Figure 3d shows the distribution of the co-occurring topics’ parent-child overlap (weighted). Figure 3e shows the distribution. Figure 7: Activity. Familiarity details of the users. According to the style mavens at Real Simple magazine, the fundamentals of figure flattery still apply. Five, say Real Simple editors, "is bordering on clown costume." If you opt for similar shades, go with the same color "intensity," pairing brights with brights, and the like. Williams, Krisztina. "How to Color Block Like A Pro." The Accessorizer/Squidoo. In almost all such cases, users (or Quora moderators) manually merge the topic pair into one of the either topics, thus selecting one of the competing conventions. This early prediction scheme can be easily integrated to the Quora system thus enabling users and moderators to identify and correctly merge topics much early in time. On the other hand, the human judgment wrongly predicted that these two topics should merge. Apart from this, our system was able to correctly predict 37.24% of the cases that were wrongly predicted by the human judgment.

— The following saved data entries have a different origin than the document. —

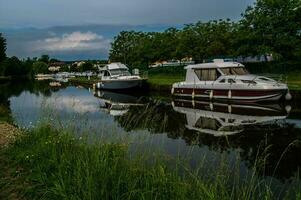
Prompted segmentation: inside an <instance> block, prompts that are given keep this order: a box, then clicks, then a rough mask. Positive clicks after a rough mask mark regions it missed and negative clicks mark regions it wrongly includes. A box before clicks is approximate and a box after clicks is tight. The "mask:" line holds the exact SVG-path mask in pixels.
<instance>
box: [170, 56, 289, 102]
mask: <svg viewBox="0 0 301 200" xmlns="http://www.w3.org/2000/svg"><path fill="white" fill-rule="evenodd" d="M185 69H186V79H185V81H183V82H179V83H174V84H173V86H172V90H171V93H172V95H174V96H178V97H188V98H192V99H194V98H205V99H210V100H214V99H216V100H227V101H252V102H253V101H277V100H280V99H286V100H290V99H291V95H290V93H289V89H288V87H287V84H284V83H281V82H279V81H276V80H273V79H271V78H268V77H265V76H258V75H253V74H249V72H248V71H247V70H246V69H245V66H244V65H243V64H241V63H238V62H226V61H224V60H222V59H215V60H214V61H213V62H212V63H202V64H195V65H188V66H186V67H185Z"/></svg>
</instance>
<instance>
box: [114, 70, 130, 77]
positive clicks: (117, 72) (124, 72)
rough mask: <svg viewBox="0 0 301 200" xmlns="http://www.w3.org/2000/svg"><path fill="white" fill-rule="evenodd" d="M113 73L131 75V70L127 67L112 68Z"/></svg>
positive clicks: (121, 75) (115, 74) (114, 73)
mask: <svg viewBox="0 0 301 200" xmlns="http://www.w3.org/2000/svg"><path fill="white" fill-rule="evenodd" d="M110 72H111V75H112V76H114V75H121V76H130V75H131V74H130V72H129V71H128V70H127V69H113V70H110Z"/></svg>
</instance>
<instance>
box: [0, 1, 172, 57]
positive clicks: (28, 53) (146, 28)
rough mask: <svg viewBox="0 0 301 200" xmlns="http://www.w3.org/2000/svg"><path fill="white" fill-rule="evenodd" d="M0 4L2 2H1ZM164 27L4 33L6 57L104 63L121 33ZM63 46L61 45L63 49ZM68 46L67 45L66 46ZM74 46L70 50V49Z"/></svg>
mask: <svg viewBox="0 0 301 200" xmlns="http://www.w3.org/2000/svg"><path fill="white" fill-rule="evenodd" d="M0 1H1V0H0ZM168 27H169V26H167V25H148V26H129V25H97V24H94V25H78V26H55V27H48V28H19V29H13V28H11V29H3V28H2V27H0V32H3V33H4V36H5V38H6V39H7V55H8V56H18V57H19V58H26V57H39V56H41V55H42V54H48V55H49V56H50V57H52V58H57V59H60V60H65V61H68V60H83V59H107V58H108V54H109V49H110V41H112V39H113V37H114V36H116V35H117V34H118V33H119V32H120V31H122V30H136V31H151V32H153V31H162V30H164V29H167V28H168ZM63 44H64V45H63ZM67 44H68V45H67ZM71 44H72V45H73V48H71V47H72V45H71Z"/></svg>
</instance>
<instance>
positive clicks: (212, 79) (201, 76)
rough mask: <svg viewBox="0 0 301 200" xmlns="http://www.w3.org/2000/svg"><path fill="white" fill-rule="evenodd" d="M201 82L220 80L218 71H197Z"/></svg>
mask: <svg viewBox="0 0 301 200" xmlns="http://www.w3.org/2000/svg"><path fill="white" fill-rule="evenodd" d="M194 72H195V74H196V75H197V76H198V78H199V80H200V81H215V80H216V79H217V78H218V74H217V71H216V69H195V70H194Z"/></svg>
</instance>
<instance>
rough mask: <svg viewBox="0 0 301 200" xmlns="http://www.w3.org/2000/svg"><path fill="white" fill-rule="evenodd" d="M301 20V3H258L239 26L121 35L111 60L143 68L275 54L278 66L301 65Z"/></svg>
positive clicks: (228, 19)
mask: <svg viewBox="0 0 301 200" xmlns="http://www.w3.org/2000/svg"><path fill="white" fill-rule="evenodd" d="M300 19H301V1H300V0H257V2H256V3H255V4H254V5H253V6H250V7H248V8H247V9H246V10H245V12H244V13H243V14H242V17H241V20H239V21H237V22H234V21H231V20H229V19H226V20H213V21H209V22H201V21H199V22H197V23H194V24H186V25H184V27H183V28H181V29H177V28H169V29H167V30H165V31H164V32H140V31H139V32H137V31H122V32H120V33H119V35H118V36H116V37H115V38H114V40H113V42H112V44H111V50H110V54H109V59H110V61H118V62H123V63H126V64H128V65H130V66H133V67H138V68H139V67H140V68H143V67H147V66H148V65H150V64H151V63H153V62H156V61H163V60H171V59H177V60H180V59H182V58H185V57H192V58H193V60H195V61H196V62H203V60H206V59H211V58H216V57H219V58H222V57H224V58H225V57H228V58H229V57H230V58H236V57H248V56H258V55H270V54H271V55H273V58H274V59H275V60H278V61H285V60H299V61H300V58H301V20H300Z"/></svg>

The 180 negative cases consists of 90 unmerge and 90 neighborhood pairs. From the figure, we can clearly observe that this hypothesis is true for the merge pairs. Therefore, such an experiment can be done only for a small set of questions and it would be practically impossible to scale it up for the entire collection of posts on the Q&A site. For OCSVM, we set the kernel as ‘rbf’. Co-occurring topic overlap: Each topic is associated with a set of questions. In case of Random Forest (RF) we set the number of tree as 10. For SVM, we user Linear Kernal and C as 1.0. For LR, we use ‘l2’ penalty with C as 1.0 and set ‘liblinear’ as the optimization algorithm. We find that in case of Quora, 33% of the times an existing convention gets replaced by a new convention. First, to understand how active they are on Quora, they were asked, “How much time (in hours) do you spend on Quora? In this study we focus on the answerability of questions on Quora, i.e., whether a posted question shall eventually get answered. Conte nt h as been generated with the help of GSA C ontent Generator DEMO.